The McNamaras let the gardens go for one full year in honor of my mother’s passing. They excused themselves to Europe. When they returned they were eager to throw off the old earthy mantle. Some people in the town protested when I didn’t inherit my mother’s position — there was a spate of letters to the editor. The Mc-Namaras, opined neighbors hotly, would use my mother’s passing as an excuse to reroute the rosemary-edged paths I had grown up playing along; worse, bulldoze the whole thing for a personal golf course. The town felt it had protected my mother, like municipal property. Although, had I stayed, I would also have inherited the wide berth they gave her.
But the McNamaras had sponsored my course in accounting. I saw annuals — lumpen borders of marigold and impatiens — as non-deductible expenses; perennials were low-yield bonds. I took a few potted ancestors from the greenhouse behind the garage, humid with photosynthesis. My mother would have wanted me to have aloe vera for burns and rosemary — musky, stalwart, my namesake — for remembrance.

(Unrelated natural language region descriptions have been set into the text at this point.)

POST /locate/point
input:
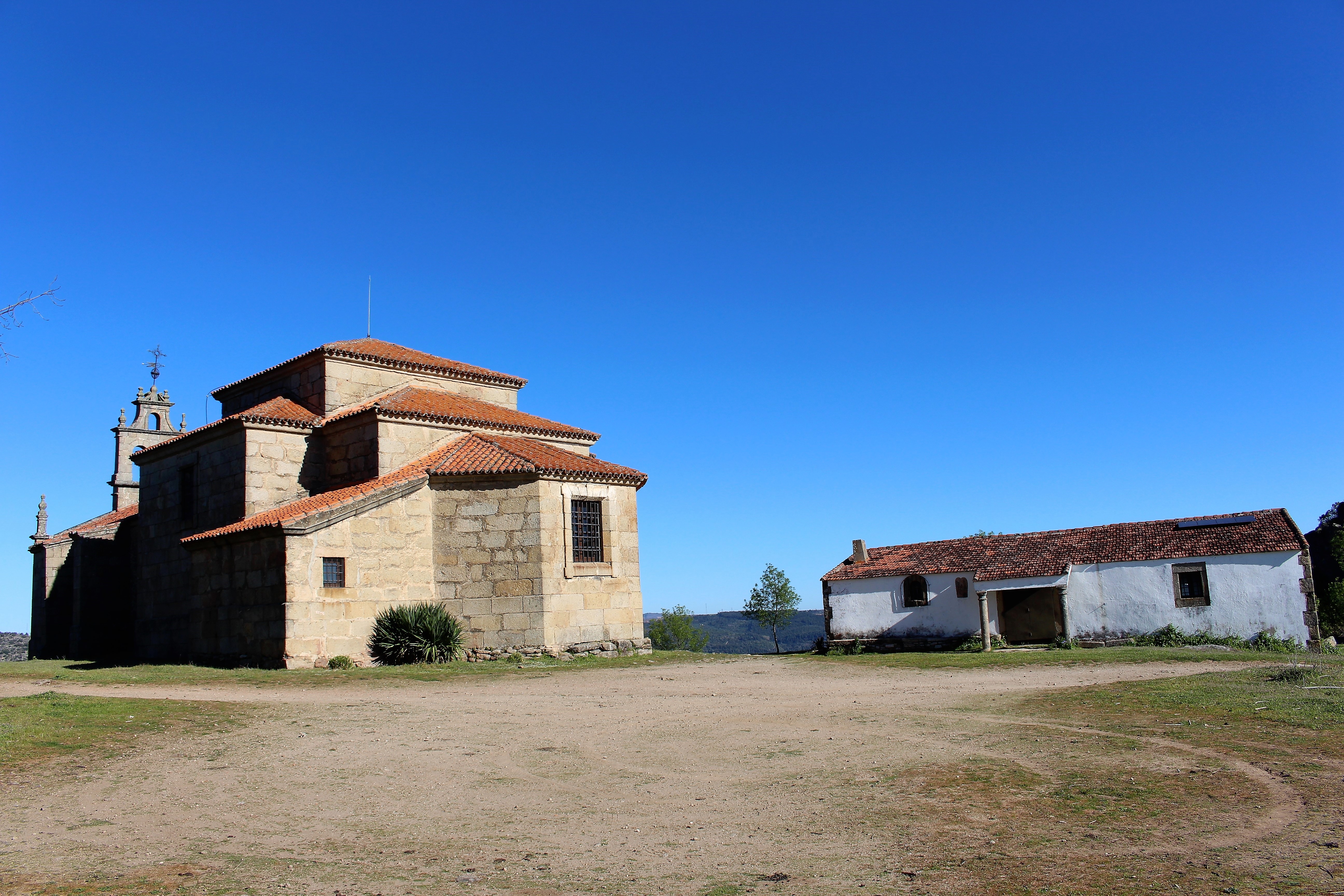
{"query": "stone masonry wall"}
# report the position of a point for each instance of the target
(487, 559)
(389, 561)
(237, 604)
(282, 465)
(303, 383)
(400, 444)
(163, 589)
(52, 600)
(351, 451)
(592, 608)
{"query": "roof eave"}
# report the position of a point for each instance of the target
(578, 436)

Having tossed my coin, I left the McNamaras with their year of weeds and leaves and undivided irises. I guess you’d say the garden’s fully depreciated, I told Mr. McNamara. Our formal interview was over. “The accounting courses have taken root, then, Rosemary.” He flared his nostrils at his pun but, just like my mother, I gave no sign of understanding.
I shared a studio apartment in the west Twenties with an anonymous roommate. She was a mutt: part waitress, part potteress, part student. She had the loft bed and I curled like a fern into the moldy pullout sofa. When fully extended the sofa blocked the kitchen sink, and so my roommate installed her coffee maker in the bathroom. I always plugged it back in when I finished blow-drying; this was the extent of the relationship. There was no shower, but the tub was gallantly rigged by the super with a chopped-off hose from a long-gone back garden. My roommate was industrious enough to locate a spray nozzle, and I donated the curtain. Indeed, our place was called the garden apartment, for it looked onto a postage stamp of a courtyard. We listed toward the one window with an accordion grate upon whose chipping sill my mother’s houseplants teetered.